Entré a mi habitación, saqué los libros de mi maleta y me concentré durante las siguientes horas en hacer las actividades pendientes. Al llegar la noche, le pedí a Tahis un poco de sus gotas naturales para los nervios, para así poder conciliar el sueño. Me hacía falta descansar bien, pues los días que venían serían duros: se acercaban los exámenes finales, y sabía que las citas con la psicóloga serían agotadoras. Alisté mis cosas, me lavé la cara, cepillé los dientes, tomé un té con las gotas y me acosté a descansar.
De repente, un calor abrasador se apoderó de mí. Estaba empapada en sudor, cada respiración era un esfuerzo, y sentía como si me estuviera ahogando. Abrí los ojos con dificultad, pero lo que vi me llenó de pavor: unas manos se aferraban a mi cuello, oprimiéndolo con una fuerza inhumana. Intenté gritar, pero el aire no llegaba a mis pulmones. No podía. Era como si mi voz se hubiera extinguido bajo la presión de esos dedos crueles.
Sentía su peso aplastando mi pecho, dificultando aún más cada jadeo que lograba dar. Mis manos temblorosas intentaban alcanzar su rostro, desesperada por saber quién era. Al tocarlo, noté una textura áspera y gruesa. Era una máscara de cuero, tosca, que cubría su cara, impidiendo cualquier atisbo de identidad. Traté de arrancarla, pero mis dedos no conseguían aferrarse a ella; parecía adherida a su piel, como si formara parte de él.
Cada segundo que pasaba sentía cómo la vida se me escapaba. La presión en mi cuello se intensificaba, y el mundo a mi alrededor se oscurecía. Ya no podía respirar. El miedo se transformó en una certeza aterradora: estaba muriendo. Justo cuando estaba a punto de perder el conocimiento, en medio de esa negrura que me envolvía, escuché una voz. Al principio lejana, pero clara. Era la voz de Tahis.
—Despierta, despierta —repetía, cada vez más fuerte—. Es una pesadilla, estás bien.
Sus palabras se colaron en mi mente como un rayo de luz, arrastrándome fuera del abismo sofocante. De golpe, me incorporé en la cama, jadeando, con el corazón desbocado. Mi cuerpo aún temblaba, y el miedo seguía impregnando mi piel, pero Tahis estaba ahí, a mi lado, su mano sobre mi hombro, recordándome que todo había sido un sueño. Solo una pesadilla.

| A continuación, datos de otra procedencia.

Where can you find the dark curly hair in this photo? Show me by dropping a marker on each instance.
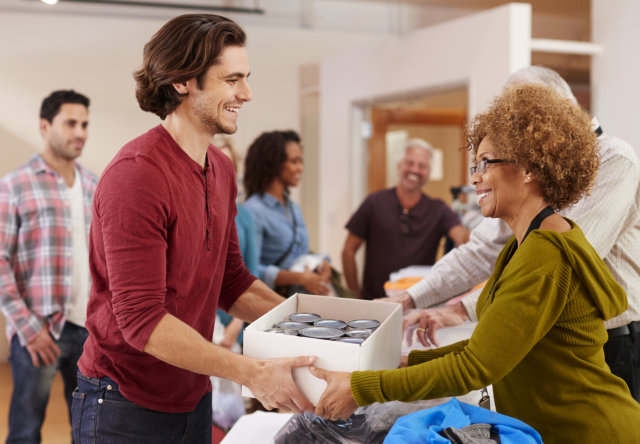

No podía creer lo real que había sido aquel sueño. Mi corazón seguía acelerado y no lograba calmarme. Le pedí disculpas a Tahis por haberla asustado y por hacerla pasar por eso. Ella me abrazó contra su pecho y me dijo:
—Todo estará bien, niña. Has pasado por mucho, y es normal lo que estás sintiendo. Es solo estrés, tranquila.
Recordé que ese día tenía una cita con la psicóloga, así que decidí levantarme y alistarme para ir. En ese momento, comprendí que, quizás, mi madre tenía razón: Caleb realmente había fallecido, y todo lo que yo había sentido aquella noche era producto de mi imaginación. Las sensaciones, las cosas que viví, eran solo fantasías, y necesitaba ayuda profesional. Solo la psicóloga podía ayudarme a superar lo que estaba experimentando.
Alisté mis cosas y salí hacia la oficina de la Dra. Emma, mi psicóloga. Al entrar en su consultorio, sentí un ambiente acogedor.
—Sigue, Renata, te estaba esperando —me dijo—. Por favor, toma asiento y cuéntame todo desde el principio sobre tu exnovio Caleb y lo que ha sucedido.
Esa primera sesión duró un poco más de una hora. Lloré y sentí que me quitaba un gran peso de encima al ser escuchada por alguien ajeno a mi círculo. Ella me dio algunas tareas para realizar antes de nuestra próxima sesión. Salí del consultorio con la sensación de que, por fin, todo esto sería bueno para mi vida.